"I told her that the sooner everybody knew the better; and I went out of the room, and came to you—as I always do—as I always have done, ever since——"

Her voice broke in the first sob.

"Ah!" cried the voice of the mother-heart she crept to, as the long arms in the loose black serge sleeves went out and folded her close, "ah, if I might be always here for you to run to! But God knows best!"

She said aloud, gently putting the girl away:

"Well, the ordeal is over, and will not have to be gone through again. And for the future, bear in mind that every human being has a right to regard his own business—or hers—as private, and to exclude the curious from affairs which do not concern them." She reached out quick tender hands, and framed the wistful, sensitive face in them, and added, in a lower tone: "For a little told may beget in them the desire to know more. And always remember this: that the only just claim to your perfect confidence in all that concerns your past life, and I say all with meaning"—the girl's white eyelids fell under her earnest gaze, and the delicate lips began to quiver—"will rest in the man—the honourable and brave and worthy gentleman—who I pray may one day be your husband."

"No!" she cried out sharply as if in terror, and the slight figure was shaken by a sudden spasm of trembling. "Oh, Mother, no! Never, never!"

With a gesture of infinite pity and tenderness the Mother drew her close, and hid the shame-dyed face upon her bosom, and whispered, with her lips upon the red-brown hair:

"My lamb, my dearest, my poor, poor child!
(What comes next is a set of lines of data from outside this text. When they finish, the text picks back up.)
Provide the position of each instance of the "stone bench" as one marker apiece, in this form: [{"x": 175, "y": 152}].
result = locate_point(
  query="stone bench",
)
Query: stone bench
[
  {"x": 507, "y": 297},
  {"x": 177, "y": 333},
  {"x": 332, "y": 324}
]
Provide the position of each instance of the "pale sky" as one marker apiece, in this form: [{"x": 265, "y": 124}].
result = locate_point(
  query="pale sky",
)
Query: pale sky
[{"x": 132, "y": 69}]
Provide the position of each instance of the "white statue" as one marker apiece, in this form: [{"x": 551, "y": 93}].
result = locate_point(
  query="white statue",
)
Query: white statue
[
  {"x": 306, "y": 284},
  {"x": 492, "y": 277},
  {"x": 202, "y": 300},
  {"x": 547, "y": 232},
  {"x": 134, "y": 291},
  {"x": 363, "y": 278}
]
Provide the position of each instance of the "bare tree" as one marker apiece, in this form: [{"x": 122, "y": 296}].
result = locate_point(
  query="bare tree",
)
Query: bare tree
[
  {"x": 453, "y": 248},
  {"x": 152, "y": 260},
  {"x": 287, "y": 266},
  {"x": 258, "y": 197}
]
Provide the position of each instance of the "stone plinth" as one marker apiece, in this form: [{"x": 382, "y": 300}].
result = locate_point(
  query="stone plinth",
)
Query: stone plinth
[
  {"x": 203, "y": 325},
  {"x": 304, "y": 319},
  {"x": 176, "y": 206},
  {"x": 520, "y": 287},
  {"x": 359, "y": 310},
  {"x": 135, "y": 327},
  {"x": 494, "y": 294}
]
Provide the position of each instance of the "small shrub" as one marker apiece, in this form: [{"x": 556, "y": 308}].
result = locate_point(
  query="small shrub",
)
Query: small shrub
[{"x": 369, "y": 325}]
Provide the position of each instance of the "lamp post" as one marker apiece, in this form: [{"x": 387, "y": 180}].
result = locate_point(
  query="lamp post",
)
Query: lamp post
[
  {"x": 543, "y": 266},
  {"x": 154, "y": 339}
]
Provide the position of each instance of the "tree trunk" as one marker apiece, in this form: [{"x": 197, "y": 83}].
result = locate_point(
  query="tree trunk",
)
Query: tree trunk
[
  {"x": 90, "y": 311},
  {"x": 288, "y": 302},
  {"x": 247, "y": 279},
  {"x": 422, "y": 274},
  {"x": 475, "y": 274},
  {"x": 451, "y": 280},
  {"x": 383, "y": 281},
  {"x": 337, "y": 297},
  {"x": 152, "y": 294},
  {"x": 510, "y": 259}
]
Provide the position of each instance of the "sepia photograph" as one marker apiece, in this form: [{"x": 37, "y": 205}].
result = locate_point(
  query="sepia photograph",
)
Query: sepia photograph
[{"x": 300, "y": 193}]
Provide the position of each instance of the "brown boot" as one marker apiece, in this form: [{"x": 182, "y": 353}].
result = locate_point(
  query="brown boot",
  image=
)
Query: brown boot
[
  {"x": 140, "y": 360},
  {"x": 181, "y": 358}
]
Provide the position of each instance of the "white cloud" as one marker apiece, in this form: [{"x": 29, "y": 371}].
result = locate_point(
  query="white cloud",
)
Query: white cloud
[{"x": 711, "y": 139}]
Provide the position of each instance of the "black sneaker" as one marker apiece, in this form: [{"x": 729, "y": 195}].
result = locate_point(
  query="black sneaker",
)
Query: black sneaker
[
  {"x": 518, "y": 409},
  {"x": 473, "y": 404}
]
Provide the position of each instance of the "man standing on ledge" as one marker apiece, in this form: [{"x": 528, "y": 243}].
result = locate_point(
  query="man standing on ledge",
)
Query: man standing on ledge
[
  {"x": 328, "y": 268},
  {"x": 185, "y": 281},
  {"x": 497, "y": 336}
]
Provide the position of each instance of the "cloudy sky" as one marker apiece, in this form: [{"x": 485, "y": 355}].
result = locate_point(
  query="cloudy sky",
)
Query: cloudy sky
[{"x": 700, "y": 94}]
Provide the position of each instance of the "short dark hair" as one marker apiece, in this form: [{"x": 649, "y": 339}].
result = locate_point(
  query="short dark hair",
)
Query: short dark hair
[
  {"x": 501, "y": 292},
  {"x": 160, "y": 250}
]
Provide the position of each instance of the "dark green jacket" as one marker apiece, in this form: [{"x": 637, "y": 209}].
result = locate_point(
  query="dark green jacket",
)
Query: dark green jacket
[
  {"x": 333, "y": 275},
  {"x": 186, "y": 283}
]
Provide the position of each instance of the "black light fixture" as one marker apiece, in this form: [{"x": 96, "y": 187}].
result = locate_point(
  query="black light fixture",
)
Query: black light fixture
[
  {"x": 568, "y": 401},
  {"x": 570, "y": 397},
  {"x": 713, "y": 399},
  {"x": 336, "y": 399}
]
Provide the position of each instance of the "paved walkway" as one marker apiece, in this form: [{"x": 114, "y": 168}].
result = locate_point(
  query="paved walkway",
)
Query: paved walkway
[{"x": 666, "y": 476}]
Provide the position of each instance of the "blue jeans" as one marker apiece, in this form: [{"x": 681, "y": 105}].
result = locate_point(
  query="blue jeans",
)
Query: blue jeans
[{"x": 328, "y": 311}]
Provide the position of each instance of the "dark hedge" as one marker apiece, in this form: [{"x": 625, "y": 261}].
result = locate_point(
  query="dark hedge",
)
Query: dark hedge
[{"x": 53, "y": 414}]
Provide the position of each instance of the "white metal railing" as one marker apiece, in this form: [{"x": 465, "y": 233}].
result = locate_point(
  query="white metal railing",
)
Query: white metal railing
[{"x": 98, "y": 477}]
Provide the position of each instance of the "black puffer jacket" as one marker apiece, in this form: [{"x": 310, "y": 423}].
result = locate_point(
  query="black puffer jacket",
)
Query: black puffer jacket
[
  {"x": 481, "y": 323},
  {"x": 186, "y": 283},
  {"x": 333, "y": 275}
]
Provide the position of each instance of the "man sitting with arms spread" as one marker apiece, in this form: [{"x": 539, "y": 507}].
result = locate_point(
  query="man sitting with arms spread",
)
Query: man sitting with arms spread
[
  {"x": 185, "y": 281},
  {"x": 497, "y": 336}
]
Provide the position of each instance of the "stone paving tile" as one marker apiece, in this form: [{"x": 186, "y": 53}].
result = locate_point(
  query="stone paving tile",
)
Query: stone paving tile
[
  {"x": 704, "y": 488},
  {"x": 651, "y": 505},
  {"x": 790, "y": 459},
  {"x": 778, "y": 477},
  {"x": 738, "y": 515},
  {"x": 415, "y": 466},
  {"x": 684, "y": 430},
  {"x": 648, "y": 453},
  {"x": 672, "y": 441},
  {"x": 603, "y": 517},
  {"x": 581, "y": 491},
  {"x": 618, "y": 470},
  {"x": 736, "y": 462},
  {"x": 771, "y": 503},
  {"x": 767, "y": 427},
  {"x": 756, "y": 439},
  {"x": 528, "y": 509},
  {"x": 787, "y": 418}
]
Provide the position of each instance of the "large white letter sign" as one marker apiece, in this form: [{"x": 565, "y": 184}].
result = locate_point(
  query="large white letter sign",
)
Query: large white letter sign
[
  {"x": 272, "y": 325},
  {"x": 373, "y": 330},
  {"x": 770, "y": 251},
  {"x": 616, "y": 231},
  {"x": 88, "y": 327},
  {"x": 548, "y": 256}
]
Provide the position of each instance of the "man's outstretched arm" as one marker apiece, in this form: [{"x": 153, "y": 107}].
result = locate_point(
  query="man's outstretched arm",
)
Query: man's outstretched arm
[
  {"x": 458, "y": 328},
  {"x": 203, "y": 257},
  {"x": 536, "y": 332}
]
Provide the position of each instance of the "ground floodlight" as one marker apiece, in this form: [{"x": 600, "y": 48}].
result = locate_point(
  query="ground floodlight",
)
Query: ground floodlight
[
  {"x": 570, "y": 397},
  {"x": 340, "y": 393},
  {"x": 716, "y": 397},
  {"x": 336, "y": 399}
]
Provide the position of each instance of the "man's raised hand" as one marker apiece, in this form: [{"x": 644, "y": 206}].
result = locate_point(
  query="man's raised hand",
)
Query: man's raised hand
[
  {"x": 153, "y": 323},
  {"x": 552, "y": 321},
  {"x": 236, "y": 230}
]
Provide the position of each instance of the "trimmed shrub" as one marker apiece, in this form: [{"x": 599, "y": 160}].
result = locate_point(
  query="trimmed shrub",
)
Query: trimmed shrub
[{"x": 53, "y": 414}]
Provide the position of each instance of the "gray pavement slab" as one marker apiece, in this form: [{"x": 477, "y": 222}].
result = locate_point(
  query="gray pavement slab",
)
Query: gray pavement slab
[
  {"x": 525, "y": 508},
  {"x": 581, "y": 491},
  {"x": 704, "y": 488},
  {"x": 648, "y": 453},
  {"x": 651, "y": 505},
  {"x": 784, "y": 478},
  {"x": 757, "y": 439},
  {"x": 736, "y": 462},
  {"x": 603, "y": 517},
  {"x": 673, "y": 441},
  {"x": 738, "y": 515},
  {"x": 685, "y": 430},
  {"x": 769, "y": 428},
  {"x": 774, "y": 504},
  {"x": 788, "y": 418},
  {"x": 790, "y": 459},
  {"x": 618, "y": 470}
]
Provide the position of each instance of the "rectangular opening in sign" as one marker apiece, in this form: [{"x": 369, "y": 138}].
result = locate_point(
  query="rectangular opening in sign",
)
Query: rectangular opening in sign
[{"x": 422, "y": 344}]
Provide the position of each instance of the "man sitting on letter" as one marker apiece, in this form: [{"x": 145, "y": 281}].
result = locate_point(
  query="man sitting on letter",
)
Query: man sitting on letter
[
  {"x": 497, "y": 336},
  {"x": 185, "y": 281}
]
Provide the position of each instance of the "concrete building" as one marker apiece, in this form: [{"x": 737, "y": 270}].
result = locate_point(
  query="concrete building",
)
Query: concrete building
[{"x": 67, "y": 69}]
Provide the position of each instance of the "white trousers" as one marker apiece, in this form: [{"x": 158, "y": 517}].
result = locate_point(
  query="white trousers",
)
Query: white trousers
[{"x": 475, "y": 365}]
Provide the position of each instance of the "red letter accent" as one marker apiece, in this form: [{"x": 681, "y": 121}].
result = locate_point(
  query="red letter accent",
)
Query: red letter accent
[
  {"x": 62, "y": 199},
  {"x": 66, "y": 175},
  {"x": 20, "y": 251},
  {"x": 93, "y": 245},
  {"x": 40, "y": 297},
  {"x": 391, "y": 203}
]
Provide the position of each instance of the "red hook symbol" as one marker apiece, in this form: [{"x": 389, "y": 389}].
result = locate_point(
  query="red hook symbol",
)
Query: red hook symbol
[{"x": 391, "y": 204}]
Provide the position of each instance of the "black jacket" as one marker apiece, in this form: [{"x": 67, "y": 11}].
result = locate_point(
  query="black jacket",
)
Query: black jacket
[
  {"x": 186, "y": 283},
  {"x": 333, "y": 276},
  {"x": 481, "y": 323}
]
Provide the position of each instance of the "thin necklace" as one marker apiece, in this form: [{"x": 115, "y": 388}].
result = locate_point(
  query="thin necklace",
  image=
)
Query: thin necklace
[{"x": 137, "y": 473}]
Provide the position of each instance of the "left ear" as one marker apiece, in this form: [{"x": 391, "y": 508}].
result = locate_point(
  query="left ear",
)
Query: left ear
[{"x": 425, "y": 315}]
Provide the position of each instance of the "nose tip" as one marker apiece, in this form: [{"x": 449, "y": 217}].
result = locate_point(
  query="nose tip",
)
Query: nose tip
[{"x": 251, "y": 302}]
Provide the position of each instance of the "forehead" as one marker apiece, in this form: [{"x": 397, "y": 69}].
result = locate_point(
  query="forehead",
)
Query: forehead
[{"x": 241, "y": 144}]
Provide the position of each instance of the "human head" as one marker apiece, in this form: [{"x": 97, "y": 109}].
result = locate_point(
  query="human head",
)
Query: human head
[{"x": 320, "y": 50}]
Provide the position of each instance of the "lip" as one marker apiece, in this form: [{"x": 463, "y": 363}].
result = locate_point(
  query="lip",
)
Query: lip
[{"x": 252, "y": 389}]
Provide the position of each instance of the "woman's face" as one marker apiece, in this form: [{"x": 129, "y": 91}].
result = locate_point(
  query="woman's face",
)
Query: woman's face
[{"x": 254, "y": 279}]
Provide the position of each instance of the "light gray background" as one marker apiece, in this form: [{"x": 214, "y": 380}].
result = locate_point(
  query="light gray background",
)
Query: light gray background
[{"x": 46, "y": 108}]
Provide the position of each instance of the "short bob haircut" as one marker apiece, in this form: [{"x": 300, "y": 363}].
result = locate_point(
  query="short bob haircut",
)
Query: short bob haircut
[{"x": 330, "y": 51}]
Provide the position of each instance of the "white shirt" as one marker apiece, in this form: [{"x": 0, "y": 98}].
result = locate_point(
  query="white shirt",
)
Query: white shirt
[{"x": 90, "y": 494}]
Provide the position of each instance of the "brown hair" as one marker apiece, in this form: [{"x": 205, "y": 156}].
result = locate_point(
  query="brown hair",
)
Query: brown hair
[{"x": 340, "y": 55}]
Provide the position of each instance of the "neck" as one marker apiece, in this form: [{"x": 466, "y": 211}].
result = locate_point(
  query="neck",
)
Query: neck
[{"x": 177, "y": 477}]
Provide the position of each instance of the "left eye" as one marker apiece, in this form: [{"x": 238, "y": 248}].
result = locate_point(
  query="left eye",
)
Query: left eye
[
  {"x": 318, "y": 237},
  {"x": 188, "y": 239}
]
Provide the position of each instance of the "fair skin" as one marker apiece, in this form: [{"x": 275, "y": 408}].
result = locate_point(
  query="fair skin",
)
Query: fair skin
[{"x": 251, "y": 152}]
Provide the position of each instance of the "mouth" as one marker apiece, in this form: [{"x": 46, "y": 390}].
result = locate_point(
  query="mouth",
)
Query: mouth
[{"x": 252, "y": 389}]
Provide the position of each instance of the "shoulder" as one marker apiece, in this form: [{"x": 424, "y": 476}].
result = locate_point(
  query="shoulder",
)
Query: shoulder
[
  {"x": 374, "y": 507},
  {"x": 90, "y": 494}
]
It shall be never if you choose, Lynette. But make no rash vows, no determinations that you think irrevocable. Leave the future to God. Now dry these dear eyes, and put old thoughts and memories of sorrow and of wrong most resolutely away from you. Be happy, as Our Lord meant all innocent creatures of His to be. And do not be tempted to magnify Greta's offence against friendship. She has acted according to her lights, and if they are of the kind that shine in marshy places, a better Light will shine upon her path one day. I know that you have real affection for her ... though I must own I have always wondered in what lay the secret of her popularity in the school?"

"She is so amusing—and so pretty, Mother."

"She is exquisitely pretty. And beauty is one of the most excellent among all the gifts of God. Our sense of what is beautiful and the delight we have in the perception of it must linger with us from those days when Angels walked visibly on earth, and talked with the children of men. A lovely soul in a lovely body, nothing can be more excellent, but such a body does not always cage what St. Columb called 'the bird of beauty.' And we must not be swayed or led by outward and perishable things, that are illusions, and deceits, and snares."